Borrowers reduced their outstanding mortgage debt by £6.19 billion during the three months to the end of June, according to the Bank of England.
It was the ninth consecutive quarter during which the amount of money people unlocked from their homes was negative.
The figure was also the biggest net injection of equity people have made into their homes since the first quarter of 2009.
Homeowners have now collectively injected £44.2 billion into their housing equity since the trend began in the second quarter of 2008.
The rate at which people are reducing their mortgage has also begun to accelerate again, with the latest figure well up on the £5.31 billion injection recorded during the first quarter of the year, which was more than double the figure for the previous three months.

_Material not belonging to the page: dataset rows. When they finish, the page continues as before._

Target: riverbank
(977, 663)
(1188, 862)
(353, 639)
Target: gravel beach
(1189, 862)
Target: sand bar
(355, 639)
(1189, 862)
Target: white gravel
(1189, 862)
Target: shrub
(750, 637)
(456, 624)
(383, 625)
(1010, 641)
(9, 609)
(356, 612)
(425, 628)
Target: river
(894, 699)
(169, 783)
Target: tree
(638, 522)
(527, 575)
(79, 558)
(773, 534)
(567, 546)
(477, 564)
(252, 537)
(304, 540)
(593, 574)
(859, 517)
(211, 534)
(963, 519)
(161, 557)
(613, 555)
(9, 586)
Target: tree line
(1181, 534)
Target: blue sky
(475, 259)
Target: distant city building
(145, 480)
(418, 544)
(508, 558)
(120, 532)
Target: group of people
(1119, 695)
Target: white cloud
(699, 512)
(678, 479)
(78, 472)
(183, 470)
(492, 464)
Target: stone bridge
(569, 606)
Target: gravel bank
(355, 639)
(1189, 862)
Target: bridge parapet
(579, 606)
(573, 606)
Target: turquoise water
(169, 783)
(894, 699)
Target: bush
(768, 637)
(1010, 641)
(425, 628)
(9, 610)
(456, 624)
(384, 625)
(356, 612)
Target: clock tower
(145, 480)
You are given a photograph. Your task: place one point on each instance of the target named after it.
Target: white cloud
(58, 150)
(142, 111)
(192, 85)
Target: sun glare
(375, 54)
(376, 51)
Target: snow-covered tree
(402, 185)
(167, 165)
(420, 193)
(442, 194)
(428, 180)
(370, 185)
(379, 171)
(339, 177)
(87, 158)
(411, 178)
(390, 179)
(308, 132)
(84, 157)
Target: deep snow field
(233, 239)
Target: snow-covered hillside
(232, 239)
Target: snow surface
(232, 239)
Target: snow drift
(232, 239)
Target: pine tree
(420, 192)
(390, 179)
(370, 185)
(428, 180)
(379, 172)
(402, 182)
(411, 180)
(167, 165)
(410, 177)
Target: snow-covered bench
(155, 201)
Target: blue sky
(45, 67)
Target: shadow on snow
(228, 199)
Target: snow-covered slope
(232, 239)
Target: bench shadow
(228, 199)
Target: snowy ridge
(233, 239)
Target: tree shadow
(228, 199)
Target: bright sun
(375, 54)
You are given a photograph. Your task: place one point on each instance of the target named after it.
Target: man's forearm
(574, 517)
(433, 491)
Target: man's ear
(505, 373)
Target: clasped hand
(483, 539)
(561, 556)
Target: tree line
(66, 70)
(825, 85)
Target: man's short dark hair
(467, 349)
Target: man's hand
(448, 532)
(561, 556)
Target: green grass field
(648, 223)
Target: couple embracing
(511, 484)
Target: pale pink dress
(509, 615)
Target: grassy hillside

But today's figure remains slightly down on the peak seen during the final quarter of 2008, when the economic downturn and falling house prices led to homeowners injecting £6.7 billion back into their properties.
Equity withdrawal enables homeowners to cash in on rising house prices by increasing their mortgages to convert some of the rise in the value of their home into cash.
The money is typically used to fund big purchases such as cars or home improvements, or for debt consolidation.
But while people feel confident about increasing the size of their mortgage debt when house prices are booming, they are far less inclined to do so when the outlook for the property market and employment is uncertain.
The housing market downturn has also left many people with insufficient equity in their homes to withdraw money, while the credit crunch has made it harder for people to increase the size of their mortgage due to the tighter lending criteria banks and building societies now apply.
The recent trend among homeowners to pay down their mortgages contrasts with their behaviour during the housing boom, when they unlocked a record £17.12 billion during the final quarter of 2003.
But while people's focus on paying off their debts may be more prudent than tapping into their housing wealth to supplement their spending, it is bad news for the economy.
Today's figures show that households spent the equivalent of 2.5% of their post-tax income on reducing their mortgages.
This is a far cry from the final quarter of 2003, when people boosted their income by around 8.6% through releasing money that was tied up in their homes.
Howard Archer, chief UK and European economist at IHS Global Insight, said: "Housing equity withdrawal has been used significantly to support consumer spending in recent years.
"Consequently, the ongoing - and increased - net injection of housing equity is adding to the constraints on consumer spending."